Dealing with Reality Now that the Specification was written, the individual member companies of the Bluetooth SIG had an even more formidable challenge—to design and build real products that utilized the Bluetooth wireless technology. Dealing with the technology in theory is one thing; making that technology work in the real world is something much different. Since it takes time to design, prototype, test, and then manufacture any complicated new hightech product, there was a noticeable gap between the announcement of the Bluetooth Specification and the release of the first Bluetooth-enabled devices. In spite of all the attention from an increasingly restless press, it would be more than a year before the first Bluetooth products began to ship.

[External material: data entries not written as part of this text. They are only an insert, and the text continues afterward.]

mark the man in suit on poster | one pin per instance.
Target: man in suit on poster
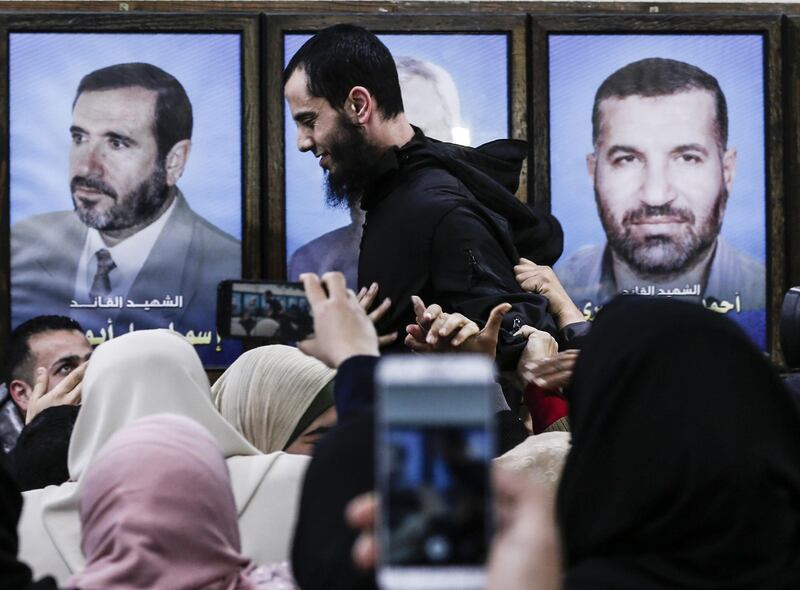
(662, 172)
(132, 251)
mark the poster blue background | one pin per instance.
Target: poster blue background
(45, 69)
(579, 64)
(478, 64)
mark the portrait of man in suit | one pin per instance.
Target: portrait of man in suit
(663, 170)
(131, 253)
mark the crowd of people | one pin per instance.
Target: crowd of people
(653, 448)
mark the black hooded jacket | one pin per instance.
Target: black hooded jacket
(442, 222)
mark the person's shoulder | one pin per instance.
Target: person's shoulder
(213, 236)
(743, 260)
(48, 221)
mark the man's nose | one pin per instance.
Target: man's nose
(657, 186)
(89, 161)
(304, 141)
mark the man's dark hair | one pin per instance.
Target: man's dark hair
(19, 354)
(656, 76)
(343, 56)
(173, 115)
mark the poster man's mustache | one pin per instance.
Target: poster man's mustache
(92, 183)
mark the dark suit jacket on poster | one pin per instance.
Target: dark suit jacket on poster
(189, 258)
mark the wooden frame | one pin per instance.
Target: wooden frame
(514, 26)
(247, 176)
(764, 26)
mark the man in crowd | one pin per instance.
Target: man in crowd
(132, 238)
(442, 221)
(53, 343)
(662, 172)
(431, 102)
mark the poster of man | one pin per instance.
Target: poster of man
(671, 144)
(454, 87)
(129, 215)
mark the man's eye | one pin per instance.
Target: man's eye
(65, 370)
(624, 160)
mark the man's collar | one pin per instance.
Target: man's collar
(386, 169)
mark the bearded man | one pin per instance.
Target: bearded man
(132, 237)
(442, 221)
(662, 172)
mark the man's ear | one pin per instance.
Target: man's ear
(591, 165)
(360, 105)
(176, 160)
(20, 391)
(729, 168)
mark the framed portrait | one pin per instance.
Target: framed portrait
(133, 171)
(659, 155)
(462, 81)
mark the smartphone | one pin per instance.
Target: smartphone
(435, 440)
(270, 311)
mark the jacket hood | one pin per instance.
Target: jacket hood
(491, 173)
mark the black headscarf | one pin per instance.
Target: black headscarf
(14, 575)
(685, 463)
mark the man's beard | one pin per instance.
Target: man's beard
(663, 255)
(354, 158)
(139, 205)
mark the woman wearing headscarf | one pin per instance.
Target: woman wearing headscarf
(172, 526)
(136, 375)
(685, 463)
(279, 398)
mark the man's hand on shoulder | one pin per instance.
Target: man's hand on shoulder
(540, 279)
(66, 393)
(437, 331)
(342, 328)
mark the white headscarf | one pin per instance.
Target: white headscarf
(265, 393)
(136, 375)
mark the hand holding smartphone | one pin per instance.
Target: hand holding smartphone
(435, 442)
(277, 312)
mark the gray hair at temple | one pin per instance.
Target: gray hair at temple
(430, 97)
(657, 76)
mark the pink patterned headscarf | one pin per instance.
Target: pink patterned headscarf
(157, 511)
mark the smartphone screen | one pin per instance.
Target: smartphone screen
(437, 496)
(274, 311)
(435, 443)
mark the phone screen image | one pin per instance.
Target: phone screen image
(275, 311)
(436, 488)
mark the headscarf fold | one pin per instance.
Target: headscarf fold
(137, 375)
(157, 511)
(267, 390)
(684, 470)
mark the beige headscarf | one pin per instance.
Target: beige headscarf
(136, 375)
(266, 392)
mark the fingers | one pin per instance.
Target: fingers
(366, 296)
(387, 339)
(313, 288)
(492, 327)
(417, 345)
(336, 285)
(552, 372)
(73, 380)
(419, 307)
(361, 513)
(380, 311)
(39, 386)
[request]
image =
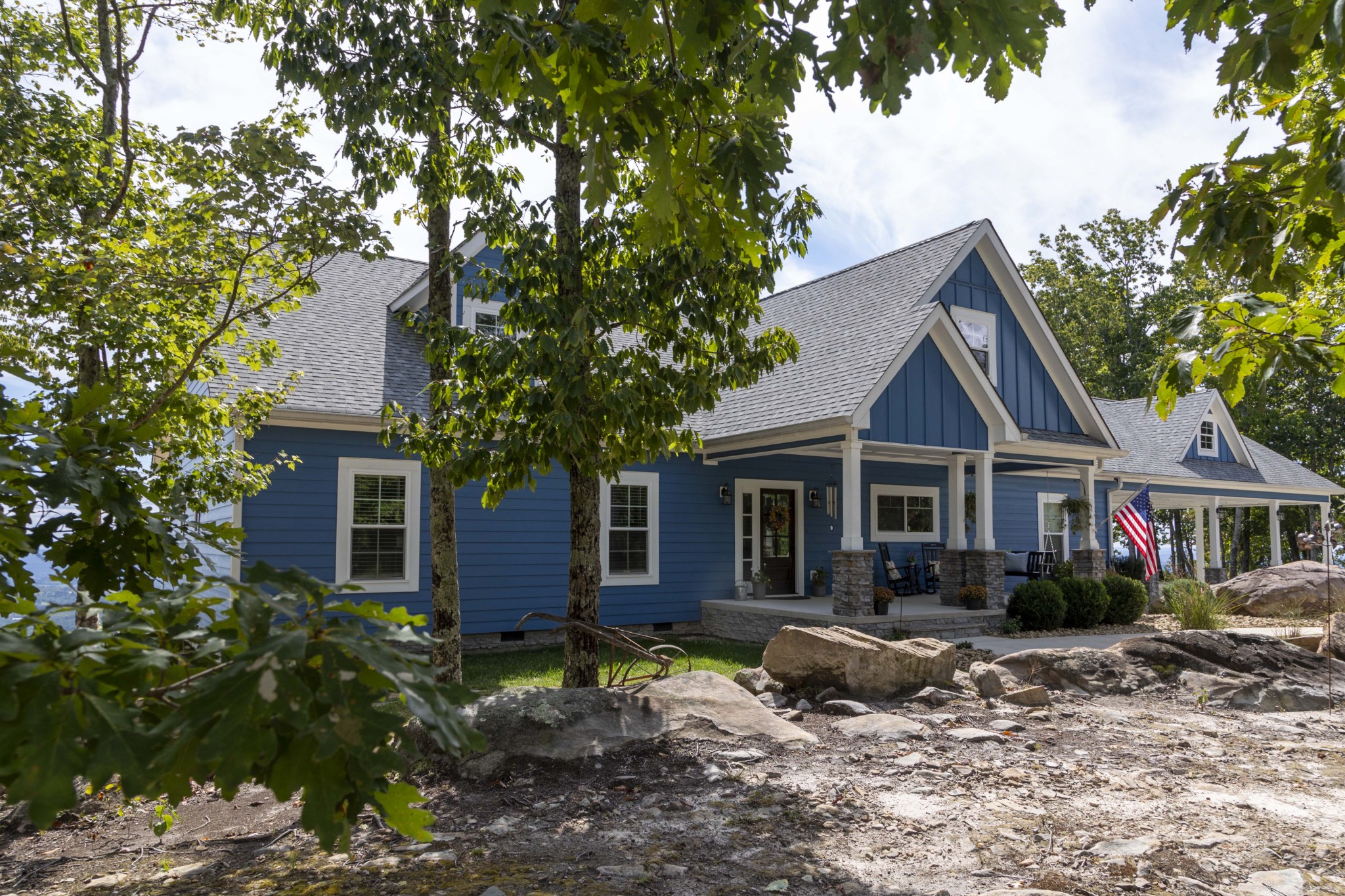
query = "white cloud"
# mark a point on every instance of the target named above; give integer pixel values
(1119, 109)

Even then, very late in the year 2000, new products hit the market in mere dribs and drabs—ensuring that Bluetooth was born not with a bang, but with an expectant whisper. It takes time for any new technology to reach a critical mass, of course, and that time is still several years in the future for Bluetooth. Still, as more and more Bluetooth-enabled products are announced, by hundreds and hundreds of companies large and small, it is apparent that the technology is eagerly awaited, and poised to truly become the “next big thing” for the telecommunications and computing industries. All indications are that consumers are prepared to embrace Bluetooth—as both a solution to existing problems and the catalyst for exciting new products and services. With time, Bluetooth is likely to become as ubiquitous as the computer chip, an accepted and necessary component of our high-tech society. All of which is a fairly impressive accomplishment for what started out, back in 1994, as a simple project to eliminate one thin little cable. (Figure 2.2 shows the complete timeline of the Bluetooth project.)